Entre os familiares das vítimas, os questionamentos relacionados à condenação de Megrahi contribuíram para uma sensação de impunidade e de dúvidas quanto a se a descoberta de novos suspeitos resultará em condenações.

"Acho que é preciso que disponibilizem as provas do porquê estes dois são considerados suspeitos", disse à BBC Jim Swire, cuja filha morreu na explosão.

"Muitos neste país simplesmente não acreditam que Megrahi estivesse envolvido e acham que isso foi um erro da Justiça. Tentar colocar mais dois nomes em cima disso tudo é uma situação muito difícil. Isso terá que ser embasado em provas melhores do que as que foram produzidas para condenar Megrahi", afirma.

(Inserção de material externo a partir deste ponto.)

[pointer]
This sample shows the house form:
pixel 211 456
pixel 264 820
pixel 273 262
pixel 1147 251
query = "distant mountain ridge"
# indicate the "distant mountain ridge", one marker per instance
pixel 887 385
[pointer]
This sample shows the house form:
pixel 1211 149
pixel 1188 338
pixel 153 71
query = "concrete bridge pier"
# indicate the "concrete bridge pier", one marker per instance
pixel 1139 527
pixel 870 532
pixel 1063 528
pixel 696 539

Frank Duggan, presidente da associação dos parentes das vítimas do voo Pan Am 103, disse à rádio BBC Escócia que não acredita que novas condenações deverão acontecer.

"Eu gostaria de pensar que sim, mas eles teriam que ser acusados pelo governo americano ou pelo governo escocês e o governo líbio teria que entregá-los - os líbios sempre disseram que não entregariam ninguém a um governo estrangeiro."

"E já se passaram mais de 26 anos. É muito tempo, as pessoas estão mortas, suas histórias foram esquecidas. Eu gostaria de pensar que seria um pequeno passo para conseguir encerrar o assunto, mas não espero mais a justiça que todos queríamos."